In California, the market where deregulation will kick off first on Jan. 1, the chief alternative being offered consumers is “green power,” not low-cost power.
“There’s a core of 10 to 15 percent of green consumers who would willingly pay more and an even larger group who would but for the hassle factors,” said Blair Swezey, a researcher at the federally funded National Renewable Energy Laboratory in Golden, Colo. “Very few utilities want to get in this business. The majority see it anywhere from a nuisance to a real competitive threat.”
Utility companies say they are concerned about the safety, quality and reliability of the equipment that might feed electricity into their grids. A decentralized source like solar power that continued feeding the grid when the other power was shut off could prove fatal to someone working on a downed line, they offer as an example.
Utilities aren’t the only headaches for solar installers. Many suburbs have restrictive covenants regarding roof structures. Others use zoning to keep out solar panels. Even building inspectors can throw roadblocks in the way of builders who want to install solar power.

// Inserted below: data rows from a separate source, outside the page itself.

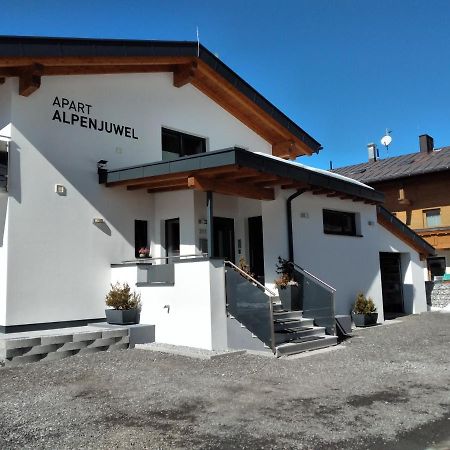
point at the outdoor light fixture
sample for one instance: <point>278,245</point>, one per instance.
<point>60,189</point>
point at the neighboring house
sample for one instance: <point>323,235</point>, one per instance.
<point>116,145</point>
<point>417,191</point>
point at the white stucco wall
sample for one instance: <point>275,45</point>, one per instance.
<point>348,263</point>
<point>195,316</point>
<point>59,261</point>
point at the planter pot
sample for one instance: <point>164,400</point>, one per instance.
<point>290,298</point>
<point>121,316</point>
<point>365,320</point>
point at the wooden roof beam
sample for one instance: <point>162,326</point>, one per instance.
<point>204,184</point>
<point>30,79</point>
<point>184,74</point>
<point>285,149</point>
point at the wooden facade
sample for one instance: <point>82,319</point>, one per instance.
<point>414,198</point>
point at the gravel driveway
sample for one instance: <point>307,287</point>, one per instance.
<point>387,387</point>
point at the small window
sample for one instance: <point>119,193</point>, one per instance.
<point>140,236</point>
<point>339,222</point>
<point>176,145</point>
<point>432,218</point>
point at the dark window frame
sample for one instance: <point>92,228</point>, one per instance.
<point>183,141</point>
<point>333,218</point>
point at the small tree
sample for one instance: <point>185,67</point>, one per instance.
<point>364,305</point>
<point>285,269</point>
<point>120,297</point>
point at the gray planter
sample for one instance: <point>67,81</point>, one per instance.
<point>290,298</point>
<point>365,320</point>
<point>121,316</point>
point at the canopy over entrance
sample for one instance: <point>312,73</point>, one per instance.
<point>237,172</point>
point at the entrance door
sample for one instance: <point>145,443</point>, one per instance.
<point>256,249</point>
<point>391,282</point>
<point>172,230</point>
<point>223,238</point>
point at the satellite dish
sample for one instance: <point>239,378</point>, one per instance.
<point>386,140</point>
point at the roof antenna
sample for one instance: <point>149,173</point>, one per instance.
<point>198,44</point>
<point>386,140</point>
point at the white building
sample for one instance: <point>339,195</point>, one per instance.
<point>176,130</point>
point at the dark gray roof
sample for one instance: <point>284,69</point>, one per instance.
<point>244,158</point>
<point>398,166</point>
<point>27,46</point>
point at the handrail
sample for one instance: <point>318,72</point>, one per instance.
<point>249,277</point>
<point>198,255</point>
<point>326,285</point>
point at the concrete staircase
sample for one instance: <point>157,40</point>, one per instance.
<point>296,334</point>
<point>51,345</point>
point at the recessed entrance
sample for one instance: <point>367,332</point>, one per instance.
<point>172,239</point>
<point>255,247</point>
<point>391,282</point>
<point>223,238</point>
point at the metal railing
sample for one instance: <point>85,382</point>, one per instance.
<point>316,298</point>
<point>249,303</point>
<point>250,278</point>
<point>150,259</point>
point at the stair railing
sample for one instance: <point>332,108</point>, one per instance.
<point>250,303</point>
<point>316,298</point>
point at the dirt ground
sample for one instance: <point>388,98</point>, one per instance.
<point>388,387</point>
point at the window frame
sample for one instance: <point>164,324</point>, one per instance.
<point>425,217</point>
<point>181,136</point>
<point>354,225</point>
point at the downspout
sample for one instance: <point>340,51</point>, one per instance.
<point>289,222</point>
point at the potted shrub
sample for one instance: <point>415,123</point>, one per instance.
<point>123,304</point>
<point>144,252</point>
<point>364,312</point>
<point>288,288</point>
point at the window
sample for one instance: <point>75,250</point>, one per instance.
<point>140,236</point>
<point>432,218</point>
<point>176,144</point>
<point>339,222</point>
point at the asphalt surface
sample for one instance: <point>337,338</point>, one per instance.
<point>388,387</point>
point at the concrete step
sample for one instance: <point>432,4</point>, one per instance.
<point>301,332</point>
<point>292,348</point>
<point>281,324</point>
<point>287,315</point>
<point>51,346</point>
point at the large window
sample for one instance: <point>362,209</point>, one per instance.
<point>176,144</point>
<point>339,222</point>
<point>432,218</point>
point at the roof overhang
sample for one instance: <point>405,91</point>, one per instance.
<point>236,172</point>
<point>31,58</point>
<point>403,232</point>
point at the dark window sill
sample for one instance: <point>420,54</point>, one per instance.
<point>342,234</point>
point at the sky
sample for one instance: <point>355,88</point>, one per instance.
<point>344,70</point>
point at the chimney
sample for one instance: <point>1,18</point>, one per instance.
<point>426,143</point>
<point>372,150</point>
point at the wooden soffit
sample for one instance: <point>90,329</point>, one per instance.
<point>50,57</point>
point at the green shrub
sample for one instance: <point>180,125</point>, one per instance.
<point>364,305</point>
<point>121,297</point>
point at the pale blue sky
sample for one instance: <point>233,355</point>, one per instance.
<point>343,70</point>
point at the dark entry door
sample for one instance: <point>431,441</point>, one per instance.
<point>224,238</point>
<point>172,230</point>
<point>256,249</point>
<point>391,282</point>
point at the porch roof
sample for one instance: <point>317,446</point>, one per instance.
<point>238,172</point>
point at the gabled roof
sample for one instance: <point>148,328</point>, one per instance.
<point>30,58</point>
<point>238,172</point>
<point>399,166</point>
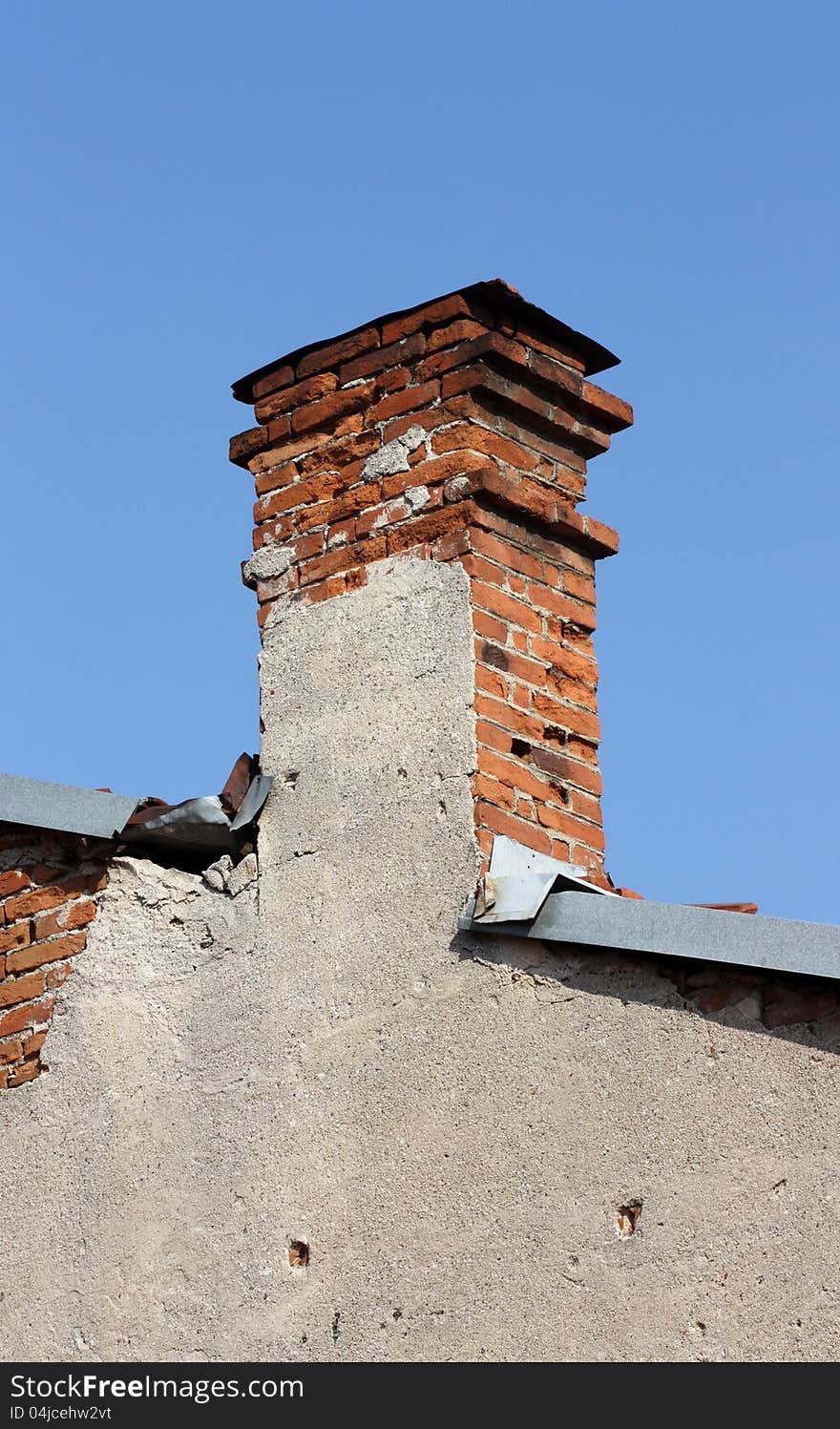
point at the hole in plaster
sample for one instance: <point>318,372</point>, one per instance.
<point>299,1253</point>
<point>627,1218</point>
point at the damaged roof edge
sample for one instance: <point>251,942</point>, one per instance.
<point>63,808</point>
<point>196,825</point>
<point>496,293</point>
<point>561,911</point>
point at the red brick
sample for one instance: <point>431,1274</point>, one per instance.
<point>20,989</point>
<point>26,1017</point>
<point>494,792</point>
<point>491,682</point>
<point>428,316</point>
<point>244,445</point>
<point>570,827</point>
<point>279,376</point>
<point>391,380</point>
<point>572,690</point>
<point>17,936</point>
<point>11,882</point>
<point>566,662</point>
<point>489,627</point>
<point>340,453</point>
<point>567,770</point>
<point>453,545</point>
<point>406,400</point>
<point>328,410</point>
<point>546,599</point>
<point>426,528</point>
<point>40,899</point>
<point>506,555</point>
<point>514,828</point>
<point>331,355</point>
<point>516,664</point>
<point>480,439</point>
<point>578,721</point>
<point>336,560</point>
<point>276,477</point>
<point>57,975</point>
<point>390,356</point>
<point>457,332</point>
<point>516,775</point>
<point>354,502</point>
<point>39,954</point>
<point>26,1072</point>
<point>508,716</point>
<point>295,396</point>
<point>488,598</point>
<point>578,586</point>
<point>76,914</point>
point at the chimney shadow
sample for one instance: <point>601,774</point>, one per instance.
<point>786,1006</point>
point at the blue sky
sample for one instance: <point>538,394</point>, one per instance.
<point>193,189</point>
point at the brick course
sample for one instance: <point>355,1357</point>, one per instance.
<point>457,431</point>
<point>48,902</point>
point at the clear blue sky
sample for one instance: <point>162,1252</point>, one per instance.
<point>192,189</point>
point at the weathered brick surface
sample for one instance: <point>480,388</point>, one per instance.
<point>456,431</point>
<point>46,905</point>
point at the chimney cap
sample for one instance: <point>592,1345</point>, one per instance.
<point>496,295</point>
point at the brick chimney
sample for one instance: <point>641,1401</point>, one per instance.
<point>456,431</point>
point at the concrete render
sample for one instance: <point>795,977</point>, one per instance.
<point>451,1124</point>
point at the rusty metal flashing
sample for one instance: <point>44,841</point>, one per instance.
<point>212,825</point>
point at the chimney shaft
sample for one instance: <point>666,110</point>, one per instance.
<point>456,431</point>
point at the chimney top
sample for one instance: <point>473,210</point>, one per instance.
<point>497,296</point>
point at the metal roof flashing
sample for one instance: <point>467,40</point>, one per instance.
<point>196,828</point>
<point>547,900</point>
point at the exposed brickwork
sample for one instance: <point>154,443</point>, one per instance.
<point>457,431</point>
<point>48,902</point>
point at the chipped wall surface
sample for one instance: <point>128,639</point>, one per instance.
<point>345,1132</point>
<point>469,1116</point>
<point>120,1209</point>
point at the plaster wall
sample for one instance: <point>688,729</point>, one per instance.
<point>451,1124</point>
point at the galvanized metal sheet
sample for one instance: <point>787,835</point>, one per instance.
<point>259,790</point>
<point>678,931</point>
<point>63,808</point>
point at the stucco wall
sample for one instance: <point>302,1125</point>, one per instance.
<point>449,1124</point>
<point>469,1115</point>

“I don’t know of a single person who’s put in a system that doesn’t run into some of these problems,” said Thomas Starr, a California-based energy consultant who provides technical assistance to solar installers around the country.
The financial industry also needs re-education before home solar units can penetrate the market more widely. The real estate appraisal industry does not have standards for evaluating the worth of what is essentially a home improvement that lowers or eliminates an owners’ electricity bill over the next 20 to 30 years, the estimated life of most systems.
With open competition several years away in most states, there are still many ways for utilities to slow the diffusion of clean-energy technologies. It took Tim Meeh, a 46-year-old farmer in Canterbury, N.H., who produces maple syrup, hay and wood on his 860-acre farm, two years to get Public Service of New Hampshire to buy power at net metered rates from the 10-kilowatt wind turbine he put up in 1993 to run his home and syrup mill.
“They would allow me to sell them electricity at 3 cents a kilowatt hour when I had to buy it from them at 15 cents,” he said.
After he won that battle, he moved to install a solar system too. First, the utility demanded it be allowed to conduct a $900 study, which he paid for. Then it forced him to install a cutoff switch, which cost another $800.
Peter Talmage, a solar installer in Kennebunkport, Maine, puts in about 30 home solar units a year. He had to fight a similar battle with Central Maine Power Co. to allow net metering, which it finally did about two weeks ago.
He says it isn’t the finances of net metering that spurs on solar-electricity home sales. The power is still more expensive than buying from the local utility.
But “the idea that you can go out there and see your meter running backwards is a real allure,” he said.